Porque de algum modo aceita que, conquanto equivocadíssimo, o Cogito cartesiano é uma intuição, tal como dizia o próprio Descartes. Mas o que é intuição? O modo de pensar próprio dos Anjos! Com efeito, as criaturas puramente espirituais que são os Anjos, graças às espécies inteligíveis que infundiu Deus mesmo em seu intelecto, compreendem tudo, cada realidade, num só, digamos, “lance de vista” – numa intuição. É uma forma de conhecimento imediata, muito diferente da forma de conhecimento humana, que é diacrônica (vai do conceito ao silogismo, passando pelo juízo), além de supor a intervenção prévia dos órgãos corporais que são os sentidos externos e internos. A forma humana de conhecimento é propriamente discursiva, nunca intuitiva. Ora, a concessão tácita de Melendo à “intuição” cartesiana pode até não passar disso, de uma concessão tácita, a qual, porém, por nunca se esclarecer, gera mais confusão que luz; mas para o próprio Descartes a intuição era algo efetivo, até porque o Francês via o homem justamente como uma espécie de anjo “preso” ao corpo pela glândula pineal, assim como em Platão a alma humana estava no corpo como numa prisão. Platão, contudo, nunca dotou a alma humana de propriedades intuitivas angélicas, ao passo que Descartes, sim. E com isso podemos agora, finalmente, concluir esta série.

Com efeito, ainda que o quisesse Descartes, é óbvio que o homem é incapaz de intuição, e por não sê-lo, e pelas numerosíssimas razões que expusemos ao longo desta série, é que o Cogito cartesiano é um entimema, e um entimema que se revolve efetivamente no seguinte silogismo:

● O pensar é a consistência, o fundamento, a causa, o ato do mundo (ou seja, de tudo o que é);
● Ora, eu penso;
● Logo, eu sou (ou seja, o próprio eu se funda no pensar).

Naturalmente, repito, não se busque nisso nada coerente simpliciter (nem secundum quid se se considera o conjunto da obra de Descartes). Mas busque-se nisso uma origem de todas as vertentes do pensamento mágico moderno,* que, sim, se encontrará. Afinal, para nos limitarmos a apenas um exemplo, não é o liberalismo uma forma de pensamento que funda a realidade no pensar e querer de seus próprios propugnadores?

Para terminar, fiquemos com a expressiva analogia a respeito do Cogito cartesiano proposta por David Kelly (cf.

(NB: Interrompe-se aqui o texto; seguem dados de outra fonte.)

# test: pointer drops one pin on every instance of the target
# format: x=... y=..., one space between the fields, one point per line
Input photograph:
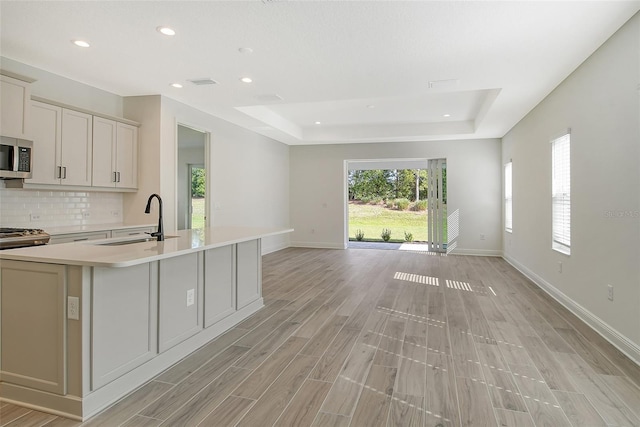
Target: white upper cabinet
x=61 y=145
x=15 y=98
x=115 y=154
x=46 y=129
x=77 y=155
x=74 y=148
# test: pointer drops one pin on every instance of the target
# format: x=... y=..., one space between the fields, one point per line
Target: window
x=508 y=198
x=561 y=193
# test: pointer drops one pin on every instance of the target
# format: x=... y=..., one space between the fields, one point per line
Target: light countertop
x=92 y=253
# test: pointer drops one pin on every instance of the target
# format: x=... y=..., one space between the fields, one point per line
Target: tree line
x=408 y=184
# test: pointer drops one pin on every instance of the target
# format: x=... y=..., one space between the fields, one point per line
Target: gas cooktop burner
x=21 y=237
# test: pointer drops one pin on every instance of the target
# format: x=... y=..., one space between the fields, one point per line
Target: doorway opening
x=192 y=185
x=396 y=204
x=197 y=187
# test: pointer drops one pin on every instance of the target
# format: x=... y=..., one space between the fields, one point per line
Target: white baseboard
x=317 y=245
x=476 y=252
x=621 y=342
x=266 y=250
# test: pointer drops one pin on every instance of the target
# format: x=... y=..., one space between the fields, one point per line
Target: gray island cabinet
x=83 y=324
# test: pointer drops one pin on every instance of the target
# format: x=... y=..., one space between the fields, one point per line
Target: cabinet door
x=47 y=133
x=126 y=156
x=32 y=315
x=15 y=97
x=123 y=322
x=219 y=284
x=76 y=147
x=104 y=148
x=249 y=280
x=180 y=302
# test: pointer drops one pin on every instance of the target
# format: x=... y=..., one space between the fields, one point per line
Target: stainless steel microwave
x=16 y=156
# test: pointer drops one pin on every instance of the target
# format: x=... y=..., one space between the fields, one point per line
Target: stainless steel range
x=21 y=237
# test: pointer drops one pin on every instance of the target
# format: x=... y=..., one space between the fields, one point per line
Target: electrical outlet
x=73 y=308
x=191 y=297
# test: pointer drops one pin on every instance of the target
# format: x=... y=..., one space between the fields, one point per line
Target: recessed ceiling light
x=166 y=31
x=81 y=43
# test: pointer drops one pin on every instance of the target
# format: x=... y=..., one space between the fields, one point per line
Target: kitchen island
x=83 y=324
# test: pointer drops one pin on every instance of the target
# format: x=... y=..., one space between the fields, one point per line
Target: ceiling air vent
x=444 y=84
x=269 y=97
x=203 y=82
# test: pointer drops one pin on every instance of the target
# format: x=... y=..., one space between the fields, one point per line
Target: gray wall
x=318 y=190
x=600 y=102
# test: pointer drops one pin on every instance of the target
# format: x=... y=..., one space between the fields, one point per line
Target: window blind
x=508 y=198
x=561 y=193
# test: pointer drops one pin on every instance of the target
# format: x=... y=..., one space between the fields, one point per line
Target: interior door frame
x=190 y=167
x=207 y=167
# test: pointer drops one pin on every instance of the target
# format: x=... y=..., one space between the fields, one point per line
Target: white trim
x=318 y=245
x=622 y=343
x=267 y=249
x=476 y=252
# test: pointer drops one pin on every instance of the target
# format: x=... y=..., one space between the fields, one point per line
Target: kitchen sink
x=132 y=241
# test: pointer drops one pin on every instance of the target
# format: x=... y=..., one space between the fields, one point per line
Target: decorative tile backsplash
x=42 y=209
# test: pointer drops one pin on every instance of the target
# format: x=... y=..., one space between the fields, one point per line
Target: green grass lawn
x=371 y=219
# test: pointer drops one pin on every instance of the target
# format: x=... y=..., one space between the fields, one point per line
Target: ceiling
x=324 y=72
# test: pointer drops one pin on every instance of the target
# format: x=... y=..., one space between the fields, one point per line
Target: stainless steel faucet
x=160 y=233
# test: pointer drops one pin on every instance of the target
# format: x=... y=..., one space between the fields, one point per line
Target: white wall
x=600 y=102
x=57 y=88
x=473 y=186
x=249 y=173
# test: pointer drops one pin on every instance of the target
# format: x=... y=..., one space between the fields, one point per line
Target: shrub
x=402 y=204
x=421 y=205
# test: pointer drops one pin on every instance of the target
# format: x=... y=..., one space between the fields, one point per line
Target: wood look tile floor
x=387 y=338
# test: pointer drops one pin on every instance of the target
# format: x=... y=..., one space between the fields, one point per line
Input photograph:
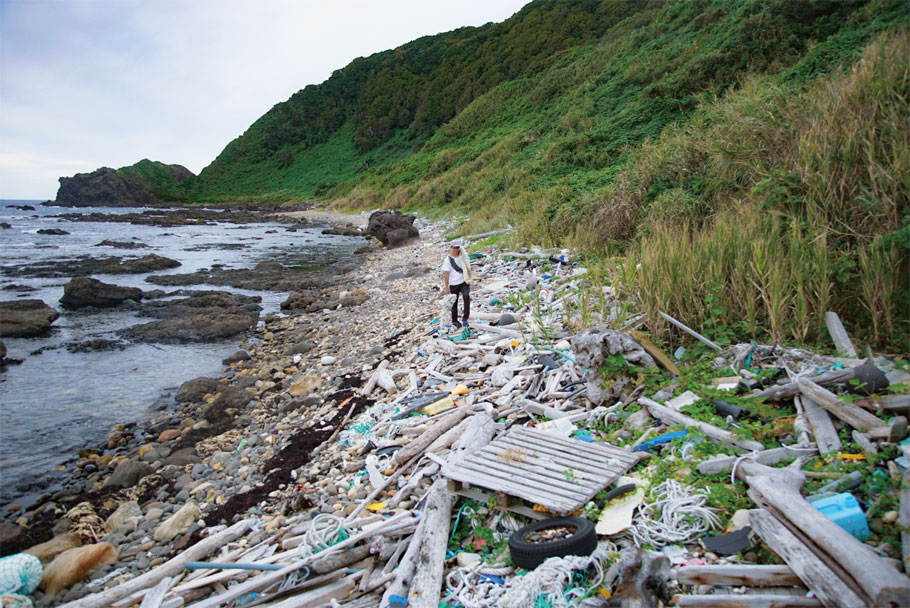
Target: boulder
x=196 y=389
x=194 y=328
x=128 y=474
x=86 y=291
x=25 y=318
x=593 y=347
x=178 y=523
x=392 y=228
x=73 y=565
x=119 y=517
x=48 y=550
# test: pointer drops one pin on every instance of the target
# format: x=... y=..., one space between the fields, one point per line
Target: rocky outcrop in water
x=85 y=291
x=25 y=318
x=112 y=188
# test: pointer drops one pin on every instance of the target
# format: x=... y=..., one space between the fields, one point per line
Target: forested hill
x=566 y=87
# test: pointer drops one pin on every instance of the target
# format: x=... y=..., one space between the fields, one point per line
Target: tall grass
x=821 y=179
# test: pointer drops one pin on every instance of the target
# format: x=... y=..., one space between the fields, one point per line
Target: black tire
x=529 y=555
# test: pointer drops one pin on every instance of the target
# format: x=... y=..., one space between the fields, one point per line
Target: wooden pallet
x=559 y=474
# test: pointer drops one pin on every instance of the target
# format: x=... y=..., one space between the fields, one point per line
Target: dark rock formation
x=25 y=318
x=392 y=228
x=84 y=291
x=110 y=188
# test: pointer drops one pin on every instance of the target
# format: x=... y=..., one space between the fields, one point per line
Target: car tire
x=529 y=555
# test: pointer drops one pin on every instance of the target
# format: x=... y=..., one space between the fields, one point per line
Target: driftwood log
x=171 y=567
x=671 y=416
x=778 y=491
x=822 y=427
x=855 y=416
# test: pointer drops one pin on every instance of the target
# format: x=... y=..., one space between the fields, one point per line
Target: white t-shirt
x=455 y=277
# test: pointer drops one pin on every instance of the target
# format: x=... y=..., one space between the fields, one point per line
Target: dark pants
x=465 y=290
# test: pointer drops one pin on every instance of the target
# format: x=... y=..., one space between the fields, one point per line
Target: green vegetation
x=749 y=157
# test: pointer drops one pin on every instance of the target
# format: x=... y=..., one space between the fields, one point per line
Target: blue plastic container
x=843 y=510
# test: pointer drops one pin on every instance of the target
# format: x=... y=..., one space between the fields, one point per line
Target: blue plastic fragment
x=659 y=440
x=397 y=600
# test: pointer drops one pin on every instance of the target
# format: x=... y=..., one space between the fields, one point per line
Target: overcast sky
x=92 y=83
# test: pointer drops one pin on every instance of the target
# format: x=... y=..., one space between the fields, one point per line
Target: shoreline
x=197 y=430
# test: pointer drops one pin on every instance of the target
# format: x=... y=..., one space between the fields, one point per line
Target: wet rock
x=178 y=523
x=119 y=517
x=392 y=228
x=128 y=474
x=196 y=389
x=73 y=565
x=85 y=291
x=25 y=318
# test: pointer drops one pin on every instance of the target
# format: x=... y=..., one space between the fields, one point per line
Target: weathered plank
x=737 y=575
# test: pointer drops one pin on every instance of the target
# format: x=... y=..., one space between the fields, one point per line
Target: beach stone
x=128 y=474
x=48 y=550
x=86 y=291
x=119 y=517
x=168 y=435
x=196 y=389
x=73 y=565
x=25 y=318
x=178 y=523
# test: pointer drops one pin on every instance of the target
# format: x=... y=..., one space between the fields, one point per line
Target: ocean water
x=56 y=402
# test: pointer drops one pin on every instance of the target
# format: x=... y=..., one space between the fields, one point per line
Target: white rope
x=553 y=580
x=676 y=514
x=322 y=534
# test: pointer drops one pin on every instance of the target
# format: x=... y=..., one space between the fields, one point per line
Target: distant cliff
x=147 y=183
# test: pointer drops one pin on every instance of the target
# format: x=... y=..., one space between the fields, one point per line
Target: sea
x=56 y=402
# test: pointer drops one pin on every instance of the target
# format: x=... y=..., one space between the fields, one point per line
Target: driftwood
x=778 y=490
x=746 y=601
x=781 y=392
x=431 y=554
x=772 y=456
x=814 y=573
x=855 y=416
x=419 y=446
x=839 y=335
x=171 y=567
x=822 y=428
x=671 y=416
x=750 y=576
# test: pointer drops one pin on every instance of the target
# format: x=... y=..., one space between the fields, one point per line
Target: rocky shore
x=228 y=445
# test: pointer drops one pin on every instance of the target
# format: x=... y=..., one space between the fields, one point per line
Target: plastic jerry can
x=843 y=510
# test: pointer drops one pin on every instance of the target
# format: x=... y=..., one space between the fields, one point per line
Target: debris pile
x=549 y=454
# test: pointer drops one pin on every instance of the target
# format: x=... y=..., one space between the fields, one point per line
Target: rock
x=73 y=565
x=240 y=355
x=305 y=385
x=118 y=518
x=183 y=457
x=168 y=435
x=392 y=228
x=127 y=474
x=85 y=291
x=196 y=389
x=178 y=523
x=25 y=318
x=194 y=328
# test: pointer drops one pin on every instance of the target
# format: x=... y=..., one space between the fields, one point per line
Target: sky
x=92 y=83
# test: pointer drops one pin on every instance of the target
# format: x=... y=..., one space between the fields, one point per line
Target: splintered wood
x=559 y=474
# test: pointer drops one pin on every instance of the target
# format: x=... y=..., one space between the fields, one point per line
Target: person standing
x=456 y=279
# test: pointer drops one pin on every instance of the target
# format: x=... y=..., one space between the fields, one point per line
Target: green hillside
x=749 y=156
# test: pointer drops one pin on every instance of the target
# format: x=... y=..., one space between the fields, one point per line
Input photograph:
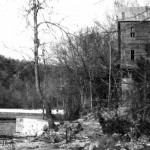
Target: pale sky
x=16 y=39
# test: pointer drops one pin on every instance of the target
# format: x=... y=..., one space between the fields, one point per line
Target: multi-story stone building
x=134 y=34
x=134 y=41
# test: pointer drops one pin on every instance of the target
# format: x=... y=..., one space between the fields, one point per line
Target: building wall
x=135 y=41
x=133 y=13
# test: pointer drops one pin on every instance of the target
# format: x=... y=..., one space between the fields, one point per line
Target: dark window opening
x=132 y=32
x=132 y=54
x=123 y=15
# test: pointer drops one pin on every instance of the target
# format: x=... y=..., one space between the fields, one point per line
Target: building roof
x=133 y=13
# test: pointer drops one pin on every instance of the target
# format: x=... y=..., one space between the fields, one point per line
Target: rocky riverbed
x=82 y=134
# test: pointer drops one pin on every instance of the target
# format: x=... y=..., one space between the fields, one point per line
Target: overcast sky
x=15 y=38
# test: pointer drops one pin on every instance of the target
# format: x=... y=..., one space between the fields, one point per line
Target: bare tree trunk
x=37 y=81
x=109 y=88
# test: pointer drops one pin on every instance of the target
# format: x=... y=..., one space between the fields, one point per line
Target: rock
x=45 y=128
x=94 y=146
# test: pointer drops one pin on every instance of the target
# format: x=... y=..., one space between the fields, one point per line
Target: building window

The Evidence of the Senses: A Realist Theory of Perception, Louisiana State University Press, Baton Rouge, 1986, p.12). Imagine-se o pensar como um filme de cinema com seu projetor. O projetor não é uma lanterna, que ilumina objetos independentes da lanterna; ao contrário desta, ele emite um feixe de luz que mostra na tela objetos constituídos ou criados pelo filme. Se o filme se deteriora, tais objetos também deixam de ser.

* Digo que o cartesianismo é apenas “uma origem de todas as vertentes do pensamento mágico moderno” porque, em verdade, podemos encontrar para esse pensamento origens, fontes mais remotas: o voluntarismo de Duns Scott, o “nominalismo” de Guilherme de Ockham, etc.